When I query for na(a, What). I don't get any responses (just a no) but if I individually check na(a,d) it, of course, naturally returns yes.
What's the explanation behind why this would happen? I've been able to get other queries to work in different programs so I'm wondering what key information I'm missing. Thanks!
Upvotes: 3
Views: 225
Reputation: 40768
Think of (\+)/1 not as logical negation, but as "not provable". \+ na(a, What)
succeeds if and only if na(a, What)
is not provable. Since na(a, What)
yields at least one solution and is thus provable, its negation (in this sense) fails. (\+)/1 is thus logically incomplete: It fails in this case although, as you observed, there are ground values that would make it succeed. However, (\+/1) works like you expect from logical negation if its argument is ground. You can therefore solve it for example with
na(X, Y) :- country(X), country(Y), \+ adj(X, Y).

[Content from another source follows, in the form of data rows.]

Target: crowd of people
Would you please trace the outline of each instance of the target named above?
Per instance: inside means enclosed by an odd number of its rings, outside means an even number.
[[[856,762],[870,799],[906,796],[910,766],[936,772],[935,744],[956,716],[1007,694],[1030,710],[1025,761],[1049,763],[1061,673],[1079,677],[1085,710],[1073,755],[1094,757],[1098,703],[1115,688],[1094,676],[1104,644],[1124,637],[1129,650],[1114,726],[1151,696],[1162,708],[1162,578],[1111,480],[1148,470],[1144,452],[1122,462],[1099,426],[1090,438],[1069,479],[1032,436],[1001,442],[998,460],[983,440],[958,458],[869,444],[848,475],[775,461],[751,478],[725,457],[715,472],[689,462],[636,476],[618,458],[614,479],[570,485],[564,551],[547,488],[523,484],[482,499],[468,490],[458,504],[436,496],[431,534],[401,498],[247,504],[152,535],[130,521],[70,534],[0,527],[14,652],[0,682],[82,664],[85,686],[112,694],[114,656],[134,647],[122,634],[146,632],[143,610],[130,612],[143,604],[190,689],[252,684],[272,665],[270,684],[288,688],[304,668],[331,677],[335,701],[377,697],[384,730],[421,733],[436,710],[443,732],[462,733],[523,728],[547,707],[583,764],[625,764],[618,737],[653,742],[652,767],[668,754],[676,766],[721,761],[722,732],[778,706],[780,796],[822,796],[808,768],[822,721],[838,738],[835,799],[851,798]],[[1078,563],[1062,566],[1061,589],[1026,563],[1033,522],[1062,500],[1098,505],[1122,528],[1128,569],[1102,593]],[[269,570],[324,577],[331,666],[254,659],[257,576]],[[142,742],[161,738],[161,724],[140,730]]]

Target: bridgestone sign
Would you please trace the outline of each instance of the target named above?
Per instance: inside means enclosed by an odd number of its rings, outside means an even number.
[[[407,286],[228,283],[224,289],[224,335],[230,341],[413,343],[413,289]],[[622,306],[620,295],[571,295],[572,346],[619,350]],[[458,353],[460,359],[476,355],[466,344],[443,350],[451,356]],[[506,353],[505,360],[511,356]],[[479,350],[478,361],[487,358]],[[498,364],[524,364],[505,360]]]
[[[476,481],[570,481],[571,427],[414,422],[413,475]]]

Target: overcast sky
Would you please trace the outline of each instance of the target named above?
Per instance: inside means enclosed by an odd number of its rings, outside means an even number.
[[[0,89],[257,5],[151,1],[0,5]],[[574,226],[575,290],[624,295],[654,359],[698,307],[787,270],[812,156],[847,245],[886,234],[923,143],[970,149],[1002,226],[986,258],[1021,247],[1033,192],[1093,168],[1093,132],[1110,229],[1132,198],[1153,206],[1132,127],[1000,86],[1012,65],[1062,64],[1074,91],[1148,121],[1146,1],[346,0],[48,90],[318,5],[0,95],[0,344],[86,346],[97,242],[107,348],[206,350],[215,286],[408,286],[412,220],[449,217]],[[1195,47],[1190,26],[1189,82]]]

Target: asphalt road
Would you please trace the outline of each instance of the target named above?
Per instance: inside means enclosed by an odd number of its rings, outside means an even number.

where country/1 yields ground instances of countries. Another way to solve it is to explicitly enumerate countries that are not adjacent, which is possible since the domain is finite. An advantage of this approach is that your queries are then monotonic: Adding new facts will never make a query that previously succeeded fail (this does not hold when using (\+)/1 as above). This is a nice property for declarative debugging.